From “Terminator” to “Aliens” to “Titanic” and “Avatar”, the book offers lots of never-before-seen pieces of concept art, pre-production sketches, storyboards and technical drawings created for various projects by him – both produced and unproduced. All the art is taken from his personal archives and has been curated by Cameron himself.
Recently, Space.com spoke with Cameron from his studio in Wellington about the book, and one question they asked is that someone else has been asking for years now – where is a high-definition transfer of “The Abyss”?
As for the remaining ‘holy grail’ of movies not yet released for 4K, let alone Blu-ray in any form, the last official disc release of the acclaimed ‘special edition’ version of Cameron’s 1989 underwater set was sci- fi-drama. a non-anamorphic disc release on DVD almost twenty years ago.
Over the years, both Cameron and 20th Century Studios’ Home Entertainment department have essentially blamed each other for the release coming to a standstill. In addition, Cameron’s many years of commitment to the “Avatar” sequels and other projects have not helped.
To date, the only HD version out there is a so-so transfer of the less reputable theatrical track that appeared on streaming on HBO and Netflix a while back. Even though it’s a start, it’s still far from the wishes of the real transfer fans.
Thankfully, it sounds like Cameron has done what he needs to this year, so it should come soon. He says to the business:
“We completed the transfer and I wanted to do it myself because Mikael [Salomon] did a beautiful job with the cinematography on that film.
So I recently completed the high-def transfer a few months ago, so presumably there will be Blu-rays and it will stream with a proper transfer from now on.
I appreciate what you said about the film. It did not make much money in its time, but it seems to be well-liked over time.
Cameron also touched on how he remains so proud of the film and its visual appearance thanks to film photographer Mikael Salomon and design elements by Ron Cobb and Steve Burg:
It’s really, really beautiful movie. That was before I started asserting myself in terms of lighting and asking the cinematographer to do certain things. I wanted to compose with the camera and choose the lenses, but I left the lighting to him [Salomon]. He did a remarkable job on the film, which I appreciate better now than I did, even though we made it.
I would also like to point out that he took a look at the first day dailies with the underwater lighting and he went out and learned to dive.
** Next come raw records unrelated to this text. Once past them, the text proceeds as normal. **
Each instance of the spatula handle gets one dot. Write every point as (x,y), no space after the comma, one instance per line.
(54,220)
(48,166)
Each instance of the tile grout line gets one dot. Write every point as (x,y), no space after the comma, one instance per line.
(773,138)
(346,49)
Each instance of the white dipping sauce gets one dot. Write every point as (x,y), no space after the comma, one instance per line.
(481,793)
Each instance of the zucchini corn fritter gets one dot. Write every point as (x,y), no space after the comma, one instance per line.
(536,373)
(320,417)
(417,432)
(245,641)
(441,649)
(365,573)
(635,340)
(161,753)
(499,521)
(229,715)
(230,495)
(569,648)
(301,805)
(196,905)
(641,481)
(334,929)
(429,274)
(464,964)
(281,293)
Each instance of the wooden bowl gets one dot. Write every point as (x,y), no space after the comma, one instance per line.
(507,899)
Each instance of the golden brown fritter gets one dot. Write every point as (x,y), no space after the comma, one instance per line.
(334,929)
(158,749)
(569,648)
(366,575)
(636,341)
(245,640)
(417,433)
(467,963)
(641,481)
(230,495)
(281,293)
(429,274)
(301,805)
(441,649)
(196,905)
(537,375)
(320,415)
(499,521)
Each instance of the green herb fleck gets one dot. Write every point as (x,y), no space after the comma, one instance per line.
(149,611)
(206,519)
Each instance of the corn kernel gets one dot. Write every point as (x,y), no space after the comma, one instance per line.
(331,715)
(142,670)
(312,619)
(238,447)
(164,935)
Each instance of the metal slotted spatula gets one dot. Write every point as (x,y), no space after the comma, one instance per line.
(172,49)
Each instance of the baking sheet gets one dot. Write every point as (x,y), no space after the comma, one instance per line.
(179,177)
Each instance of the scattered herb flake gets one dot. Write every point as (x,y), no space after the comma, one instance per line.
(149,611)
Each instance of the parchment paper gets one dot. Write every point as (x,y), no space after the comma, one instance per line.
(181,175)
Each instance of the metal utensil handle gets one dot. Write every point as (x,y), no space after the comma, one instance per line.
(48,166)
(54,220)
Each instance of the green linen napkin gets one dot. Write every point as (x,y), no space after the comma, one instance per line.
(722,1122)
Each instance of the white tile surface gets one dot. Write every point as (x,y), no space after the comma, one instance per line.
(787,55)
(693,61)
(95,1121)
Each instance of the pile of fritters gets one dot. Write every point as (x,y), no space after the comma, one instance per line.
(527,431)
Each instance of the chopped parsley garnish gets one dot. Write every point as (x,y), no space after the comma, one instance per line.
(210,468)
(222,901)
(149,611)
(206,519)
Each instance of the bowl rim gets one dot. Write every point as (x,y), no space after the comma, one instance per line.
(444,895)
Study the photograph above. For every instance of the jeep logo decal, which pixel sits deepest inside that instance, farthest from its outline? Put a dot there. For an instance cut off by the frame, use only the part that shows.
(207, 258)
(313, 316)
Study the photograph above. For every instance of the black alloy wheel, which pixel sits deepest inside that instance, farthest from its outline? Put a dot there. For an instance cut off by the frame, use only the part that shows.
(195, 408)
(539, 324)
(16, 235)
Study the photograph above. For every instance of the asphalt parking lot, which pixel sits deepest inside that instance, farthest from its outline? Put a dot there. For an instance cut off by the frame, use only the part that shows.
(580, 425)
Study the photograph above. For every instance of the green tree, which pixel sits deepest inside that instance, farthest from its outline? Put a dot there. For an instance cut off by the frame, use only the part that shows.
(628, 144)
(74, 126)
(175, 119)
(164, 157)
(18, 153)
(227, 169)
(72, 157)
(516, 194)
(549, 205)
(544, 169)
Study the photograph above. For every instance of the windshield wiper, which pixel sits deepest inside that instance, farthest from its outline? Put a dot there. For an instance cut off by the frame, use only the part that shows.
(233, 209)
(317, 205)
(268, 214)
He came in the following Monday morning, the worst diver in the world, but he reinvented the underwater lighting.
He went for indirect lighting and he got everyone to do things that were not just outside their comfort zone, they had never even thought about it. Suddenly, the underwater images begin to live up to the surface photography. ”
For those who have never seen it, the film follows a civilian diving team tasked with locating a lost nuclear submarine along the edge of an abyss. The group is forced to include a bunch of Navy SEALs to help with the rescue, but the investigation reveals the presence of something out of this world that lives at the bottom of the trench.
So far, the only legal way to watch a version of the movie is outside of the original DVDs on the aforementioned HD transfer on Starz.